Several examples follow.

  • “Brigadier General José Arturo Camelo, head of the Military Penal Justice division, while participating in a conference in Washington hosted by the U.S. Army on April 10 of this year, accused Human Rights NGOs of carrying out a ‘judicial war’ against the military. He also denounced that these organizations are ‘friends of the subversives’ and part of a strategy coordinated by the guerrillas.” – from an April 21 Human Rights Watch letter to President Uribe [1]

  • “I wouldn't say this because I have no evidence, but there's a coincidence of what the FARC (guerrillas) say and what these guys [the human rights groups] say. I'm not accusing anyone, but there's a nice coincidence.” – Gen. Carlos Ospina, commander of the Colombian Army, Washington, January 28, 2003. [2]

  • “Intelligence also has to be carried out on NGOs, because they are the ones that have damaged this country. … [S]ubversive groups also work with masks, they work sheltered in those organizations.” – Pedro Juan Moreno, security and intelligence advisor to President Uribe (and Uribe’s former private secretary when governor of Antioquia) [3]

  • “The friends of Mono Jojoy [the FARC guerrillas’ number-two leader] and among them particularly the NGOs that receive the communion of liberation theology or those judicial wanna-be guerrillas … the clergy of CINEP, Father Javier Giraldo, Mr.
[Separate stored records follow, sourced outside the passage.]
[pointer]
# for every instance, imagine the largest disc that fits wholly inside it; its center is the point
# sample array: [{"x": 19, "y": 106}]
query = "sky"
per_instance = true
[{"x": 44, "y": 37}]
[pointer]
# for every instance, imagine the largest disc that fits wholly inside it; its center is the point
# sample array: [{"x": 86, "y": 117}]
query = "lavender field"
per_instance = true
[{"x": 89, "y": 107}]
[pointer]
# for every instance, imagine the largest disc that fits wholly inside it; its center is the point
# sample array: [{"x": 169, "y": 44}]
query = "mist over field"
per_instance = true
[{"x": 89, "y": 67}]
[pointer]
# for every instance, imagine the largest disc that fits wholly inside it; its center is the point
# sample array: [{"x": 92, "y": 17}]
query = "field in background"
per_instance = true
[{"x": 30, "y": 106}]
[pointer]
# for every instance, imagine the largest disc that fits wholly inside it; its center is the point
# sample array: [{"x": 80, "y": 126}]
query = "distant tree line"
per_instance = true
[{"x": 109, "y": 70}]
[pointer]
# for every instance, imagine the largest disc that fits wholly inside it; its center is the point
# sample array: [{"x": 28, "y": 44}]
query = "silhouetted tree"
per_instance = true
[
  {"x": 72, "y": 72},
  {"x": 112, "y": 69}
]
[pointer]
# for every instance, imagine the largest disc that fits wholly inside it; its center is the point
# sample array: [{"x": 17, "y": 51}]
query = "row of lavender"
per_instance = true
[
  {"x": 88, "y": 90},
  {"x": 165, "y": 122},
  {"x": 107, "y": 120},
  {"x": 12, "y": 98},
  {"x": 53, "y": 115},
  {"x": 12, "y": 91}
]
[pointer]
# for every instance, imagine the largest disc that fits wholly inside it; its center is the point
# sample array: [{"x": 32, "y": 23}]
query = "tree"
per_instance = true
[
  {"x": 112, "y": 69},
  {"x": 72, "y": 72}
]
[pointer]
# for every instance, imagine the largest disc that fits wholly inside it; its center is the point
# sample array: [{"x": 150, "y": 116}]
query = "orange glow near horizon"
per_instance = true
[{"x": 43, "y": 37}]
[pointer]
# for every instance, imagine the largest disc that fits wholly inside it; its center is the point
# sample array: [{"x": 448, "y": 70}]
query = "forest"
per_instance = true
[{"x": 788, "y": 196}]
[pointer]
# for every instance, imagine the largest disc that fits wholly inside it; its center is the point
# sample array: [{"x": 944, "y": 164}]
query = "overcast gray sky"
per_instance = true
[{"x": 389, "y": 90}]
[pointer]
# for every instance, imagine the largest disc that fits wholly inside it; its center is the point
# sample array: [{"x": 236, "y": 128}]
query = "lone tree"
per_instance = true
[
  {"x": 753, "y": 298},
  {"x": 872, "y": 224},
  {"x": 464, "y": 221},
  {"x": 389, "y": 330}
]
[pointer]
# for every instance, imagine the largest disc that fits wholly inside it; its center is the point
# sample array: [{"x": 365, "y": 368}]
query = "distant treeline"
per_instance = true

Gallón and the José Alvear Restrepo Lawyers’ Collective.” – Plinio Apuleyo Mendoza, Colombia’s ambassador to Portugal [4]

  • “Colombia is the victim of an international conspiracy in which environmentalists and communists participate. … [T]his diabolical conspiracy is also carried out when members of the armed forces are brought to court without any proof or evidence. … [P]olitical scientists tell us that communism is dead, but the communists are not and they continue to have their views and their will to fracture contemporary society. Frequently they dress in green, so they are the Green parties, they are no longer the red parties because they do not attract [people], and it doesn’t mean much, instead they are green and they are the environmentalists and they all come together to figure out where they are going to hit and they painfully hit the prestige and the livelihood of Colombians.” – Fernando Londoño, the Uribe government’s “super-minister” of interior and justice, July 10, 2002, upon the release of the book Shearing the Wolf (Esquilando al Lobo), a book alleging NGO links to guerrillas published by Colombia’s “Body of Retired Generals and Admirals” [5]

  • “We are going to get ahead and take an offensive position regarding information about human rights. … [W]e are going to stop the highhandedness and injustice of many NGOs. It is unreasonable that in the last year the embassy in Canada has received five thousand complaints of alleged human rights violations and only 20 are against the guerrillas. … [W]e are tired of having to follow in NGOs’ footsteps, of having to dance to their tune.” – Fanny Kertzmann, Colombia’s ambassador to Canada [6]


[1] Human Rights Watch, Letter to President Álvaro Uribe Vélez (Washington: Human Rights Watch, April 21, 2003) <http://www.hrw.org/spanish/cartas/2003/uribe_defensores.html>.

[2] Pamela Hess, “New Colombian soldiers to join fight,” UPI, (Washington: January 28, 2003).

[3] “Se Destapa Pedro Juan Moreno,” Revista Cromos 4,442 (Bogotá, Colombia: March 30, 2003) <http://www.cromos.com.co/anteriores.asp?edicion=4442>.

[4] Plinio Apuleyo Mendoza, “Despedida,” El Espectador (Bogotá, Colombia: November 24, 2002) <http://www.elespectador.com/2002/20021124/opinion/nota7.htm>. The organizations and individuals named are prominent Colombian human rights activists.

[5] “Ministro del Interior acusa a ecologistas de ‘complot mundial’,” EcoNoticias (July 16, 2002) <http://www.iepe.org/econoticias/072002/16072002latin_colombia.htm>.

[6] “Colombia encara la guerra,” El Tiempo (Bogotá, Colombia: August 18, 2002).